Scoliosis is defined by an abnormal, sideways curvature of the spine, often presenting in a C- or S-shape when viewed from the back. This spinal deformity also involves a rotational component, making it a complex, three-dimensional change to the body’s structure. Affecting an estimated 2 to 3% of the global population, the condition typically begins during the rapid growth years of adolescence.
Classifying Scoliosis: When Genetics Matters Most
Scoliosis is an umbrella term encompassing several types, each with a different underlying cause. The condition is broadly categorized based on its origin, including congenital, neuromuscular, and idiopathic forms. Congenital scoliosis arises from a malformation of the vertebrae during fetal development. Neuromuscular scoliosis is secondary to conditions that affect the muscles and nerves supporting the spine, such as cerebral palsy or muscular dystrophy.
The vast majority of cases, approximately 80%, are classified as idiopathic, meaning the cause is unknown. This category is subdivided based on the patient’s age at onset, with Adolescent Idiopathic Scoliosis (AIS) being the most prevalent form, diagnosed in children between the ages of 10 and 18. Scientific investigation into a genetic link focuses almost exclusively on AIS, as other types have established causes related to birth defects or neurological illnesses. Therefore, discussions about the heritability of a spinal curve primarily address the factors contributing to AIS.
Evidence for the Genetic Link
Decades of research using family and twin studies show that a genetic predisposition underlies the development of AIS. The condition exhibits familial aggregation, meaning it occurs more frequently within certain families than in the general population. Up to 50% of individuals diagnosed with AIS report a family history of the condition.
The risk for a first-degree relative developing scoliosis is substantially higher than the 2 to 3% risk seen in the general population, with recurrence rates reported between 11% and 16%. Twin studies offer a compelling argument for inheritance by comparing identical (monozygotic) twins, who share 100% of their DNA, with fraternal (dizygotic) twins, who share about 50%. Identical twins show a significantly higher rate of concordance for AIS compared to fraternal twins, sometimes reaching 73% versus 36%.
This inheritance pattern does not fit the simple model of a single gene being passed down, but rather a complex system known as polygenic inheritance. In this model, multiple genes, each contributing a small risk, interact to influence the likelihood of developing the spinal curve.

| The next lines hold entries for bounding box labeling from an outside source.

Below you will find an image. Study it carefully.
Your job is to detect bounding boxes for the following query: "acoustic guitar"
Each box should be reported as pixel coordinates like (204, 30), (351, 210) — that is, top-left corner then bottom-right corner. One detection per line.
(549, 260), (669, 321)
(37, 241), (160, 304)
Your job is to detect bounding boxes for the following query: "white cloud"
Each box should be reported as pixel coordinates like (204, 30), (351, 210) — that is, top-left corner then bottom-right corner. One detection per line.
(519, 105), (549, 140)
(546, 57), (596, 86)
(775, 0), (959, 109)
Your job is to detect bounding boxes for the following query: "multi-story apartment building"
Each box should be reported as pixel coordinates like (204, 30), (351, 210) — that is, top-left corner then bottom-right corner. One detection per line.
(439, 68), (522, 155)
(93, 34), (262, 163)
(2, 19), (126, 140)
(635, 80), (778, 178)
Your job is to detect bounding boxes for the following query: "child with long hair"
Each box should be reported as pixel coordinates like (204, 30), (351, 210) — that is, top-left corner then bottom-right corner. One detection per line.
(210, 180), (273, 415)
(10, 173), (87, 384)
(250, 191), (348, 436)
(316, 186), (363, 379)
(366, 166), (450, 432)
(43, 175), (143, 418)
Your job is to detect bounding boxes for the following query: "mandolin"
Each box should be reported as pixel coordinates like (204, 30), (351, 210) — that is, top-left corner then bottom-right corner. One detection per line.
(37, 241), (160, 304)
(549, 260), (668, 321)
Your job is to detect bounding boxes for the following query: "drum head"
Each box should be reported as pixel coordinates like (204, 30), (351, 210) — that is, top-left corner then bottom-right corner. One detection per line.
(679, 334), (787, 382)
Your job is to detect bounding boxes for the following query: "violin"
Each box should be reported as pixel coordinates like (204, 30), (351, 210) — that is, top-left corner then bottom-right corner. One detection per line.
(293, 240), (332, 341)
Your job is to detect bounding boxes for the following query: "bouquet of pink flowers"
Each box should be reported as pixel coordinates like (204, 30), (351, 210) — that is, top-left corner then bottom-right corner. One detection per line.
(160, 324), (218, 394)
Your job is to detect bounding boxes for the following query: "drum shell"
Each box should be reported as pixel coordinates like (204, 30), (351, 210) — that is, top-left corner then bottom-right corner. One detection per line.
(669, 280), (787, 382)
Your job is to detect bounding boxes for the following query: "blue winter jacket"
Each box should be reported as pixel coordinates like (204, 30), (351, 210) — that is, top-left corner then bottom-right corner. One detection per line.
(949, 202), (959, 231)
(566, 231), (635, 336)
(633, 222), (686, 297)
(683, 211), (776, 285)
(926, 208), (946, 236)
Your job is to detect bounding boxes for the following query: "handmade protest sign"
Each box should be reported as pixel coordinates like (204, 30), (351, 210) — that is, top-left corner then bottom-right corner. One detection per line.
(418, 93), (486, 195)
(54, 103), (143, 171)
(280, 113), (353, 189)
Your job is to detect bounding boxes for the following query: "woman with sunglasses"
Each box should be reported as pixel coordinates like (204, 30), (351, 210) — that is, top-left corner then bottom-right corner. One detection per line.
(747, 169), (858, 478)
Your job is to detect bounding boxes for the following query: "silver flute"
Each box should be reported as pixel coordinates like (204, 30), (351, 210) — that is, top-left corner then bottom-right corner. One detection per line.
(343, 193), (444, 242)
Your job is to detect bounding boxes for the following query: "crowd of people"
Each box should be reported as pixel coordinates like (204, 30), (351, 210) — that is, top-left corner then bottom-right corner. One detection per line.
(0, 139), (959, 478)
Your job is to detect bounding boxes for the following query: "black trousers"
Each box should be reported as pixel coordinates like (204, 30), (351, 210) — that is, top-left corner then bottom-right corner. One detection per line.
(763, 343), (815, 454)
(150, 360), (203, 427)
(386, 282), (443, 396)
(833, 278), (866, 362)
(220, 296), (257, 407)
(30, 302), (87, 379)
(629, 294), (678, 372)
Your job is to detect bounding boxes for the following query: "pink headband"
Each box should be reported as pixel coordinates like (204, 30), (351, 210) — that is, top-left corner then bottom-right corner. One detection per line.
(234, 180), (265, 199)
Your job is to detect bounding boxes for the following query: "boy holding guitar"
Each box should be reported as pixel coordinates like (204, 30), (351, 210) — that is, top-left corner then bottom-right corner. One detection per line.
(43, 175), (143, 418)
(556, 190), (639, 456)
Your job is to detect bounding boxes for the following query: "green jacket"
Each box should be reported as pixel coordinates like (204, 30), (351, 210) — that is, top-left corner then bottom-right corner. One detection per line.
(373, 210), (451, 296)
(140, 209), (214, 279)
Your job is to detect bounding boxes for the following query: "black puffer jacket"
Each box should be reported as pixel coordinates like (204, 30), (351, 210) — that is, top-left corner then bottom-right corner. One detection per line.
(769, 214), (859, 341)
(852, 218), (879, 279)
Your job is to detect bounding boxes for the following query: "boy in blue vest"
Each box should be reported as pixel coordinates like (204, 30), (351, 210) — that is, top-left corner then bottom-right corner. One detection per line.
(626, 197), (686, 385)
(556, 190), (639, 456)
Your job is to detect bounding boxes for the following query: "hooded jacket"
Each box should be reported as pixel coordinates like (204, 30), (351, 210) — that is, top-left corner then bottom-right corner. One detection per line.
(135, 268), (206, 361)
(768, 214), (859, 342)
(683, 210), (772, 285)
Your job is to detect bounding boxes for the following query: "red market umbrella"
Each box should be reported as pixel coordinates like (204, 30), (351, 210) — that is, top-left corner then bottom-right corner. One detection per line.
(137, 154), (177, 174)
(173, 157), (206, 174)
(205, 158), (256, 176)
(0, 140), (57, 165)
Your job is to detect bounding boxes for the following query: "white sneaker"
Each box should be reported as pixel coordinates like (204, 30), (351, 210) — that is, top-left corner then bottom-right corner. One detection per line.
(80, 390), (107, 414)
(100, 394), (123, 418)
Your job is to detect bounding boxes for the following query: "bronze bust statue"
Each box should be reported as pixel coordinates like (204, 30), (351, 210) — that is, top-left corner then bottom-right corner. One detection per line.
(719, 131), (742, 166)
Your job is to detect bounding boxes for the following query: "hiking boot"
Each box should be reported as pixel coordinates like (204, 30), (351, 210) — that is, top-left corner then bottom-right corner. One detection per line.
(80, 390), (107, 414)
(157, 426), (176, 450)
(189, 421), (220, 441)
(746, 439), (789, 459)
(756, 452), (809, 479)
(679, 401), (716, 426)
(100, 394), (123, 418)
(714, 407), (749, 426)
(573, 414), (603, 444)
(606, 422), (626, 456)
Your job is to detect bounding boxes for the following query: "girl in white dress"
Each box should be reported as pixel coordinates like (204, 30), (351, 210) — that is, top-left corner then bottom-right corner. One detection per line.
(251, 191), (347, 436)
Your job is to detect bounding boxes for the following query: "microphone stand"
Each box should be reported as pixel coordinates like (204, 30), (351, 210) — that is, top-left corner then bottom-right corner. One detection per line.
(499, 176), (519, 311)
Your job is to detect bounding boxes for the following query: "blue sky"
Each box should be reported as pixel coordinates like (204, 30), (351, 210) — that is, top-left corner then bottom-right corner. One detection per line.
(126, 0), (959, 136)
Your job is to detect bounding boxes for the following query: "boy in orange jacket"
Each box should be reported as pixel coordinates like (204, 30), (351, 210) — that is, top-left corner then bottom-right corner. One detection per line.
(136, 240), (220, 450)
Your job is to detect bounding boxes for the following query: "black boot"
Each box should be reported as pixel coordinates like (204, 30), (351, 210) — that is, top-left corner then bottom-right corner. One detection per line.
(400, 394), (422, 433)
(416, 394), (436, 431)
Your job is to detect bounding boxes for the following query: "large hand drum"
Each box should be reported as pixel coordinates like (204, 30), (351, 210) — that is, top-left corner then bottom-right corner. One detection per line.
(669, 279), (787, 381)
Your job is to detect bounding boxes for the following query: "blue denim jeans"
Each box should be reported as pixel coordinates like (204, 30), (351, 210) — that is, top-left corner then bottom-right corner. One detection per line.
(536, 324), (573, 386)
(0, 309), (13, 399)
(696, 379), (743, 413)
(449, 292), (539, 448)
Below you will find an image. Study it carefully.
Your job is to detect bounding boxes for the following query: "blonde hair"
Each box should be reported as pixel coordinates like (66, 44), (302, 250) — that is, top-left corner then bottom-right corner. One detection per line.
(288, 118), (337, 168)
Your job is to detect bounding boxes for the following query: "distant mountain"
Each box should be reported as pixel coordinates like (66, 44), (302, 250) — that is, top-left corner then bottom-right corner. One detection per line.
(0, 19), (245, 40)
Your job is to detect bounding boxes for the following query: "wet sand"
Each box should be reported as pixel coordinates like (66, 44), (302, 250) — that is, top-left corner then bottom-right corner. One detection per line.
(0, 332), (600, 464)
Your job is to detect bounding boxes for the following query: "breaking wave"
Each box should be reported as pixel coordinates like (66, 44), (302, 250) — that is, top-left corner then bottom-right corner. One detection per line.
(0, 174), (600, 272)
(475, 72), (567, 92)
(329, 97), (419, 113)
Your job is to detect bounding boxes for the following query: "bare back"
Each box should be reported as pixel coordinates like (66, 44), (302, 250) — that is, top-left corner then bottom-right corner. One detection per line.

This complexity explains the variable expression of the condition, where some family members may have a mild curve while others are severely affected.
Current Research on Susceptibility Genes
Modern genetic techniques, particularly Genome-Wide Association Studies (GWAS), have been instrumental in identifying specific regions of the genome associated with AIS risk. These studies scan the entire genome of affected individuals and healthy controls to pinpoint variations in DNA, called single nucleotide polymorphisms (SNPs), that occur more frequently in those with scoliosis. This work has led to the discovery of several susceptibility loci, or locations on chromosomes, that influence the condition.
Notable genes identified through GWAS include LBX1 and GPR126, which have been consistently replicated across different populations. The LBX1 gene is involved in somatosensory function and neural development, suggesting that genetic risk may relate to the nervous system’s control over posture and balance. The GPR126 gene is linked to the delayed ossification of the developing spine and the myelination process, pointing toward effects on growth and nerve conduction velocity.
The susceptibility loci identified suggest that the genetic risk for AIS involves pathways related to bone formation, growth regulation, and the central nervous system. However, the identified genetic variations only account for a portion of the total heritability of AIS. This reinforces the belief that AIS is a multifactorial condition, where genetic risk factors must interact with environmental factors—which are still largely unknown—to fully manifest the spinal curve.
Implications for Risk and Family Screening
The established genetic link has practical implications for assessing an individual’s risk and guiding clinical management. Given the elevated risk for first-degree relatives, family history is an important factor in determining the need for proactive screening. While the general population risk for AIS is low, the risk to a child or sibling of an affected individual is higher.
Because the severity of a parent’s or sibling’s curve does not influence the risk or severity in other family members, regular visual screening is recommended for all high-risk children. This screening, often performed by pediatricians or in schools during the rapid growth phase (ages 10 to 15), typically involves the Adam’s forward bend test. Identifying the curve early is beneficial because intervention, such as bracing, is most effective while the spine is still growing.
New genetic insights are paving the way for future diagnostic and prognostic tools, such as tests that predict the likelihood of curve progression. Although the clinical utility of current genetic tests is under investigation, continued research into the polygenic basis of AIS may eventually lead to targeted, non-invasive treatments that influence the molecular pathways responsible for the condition.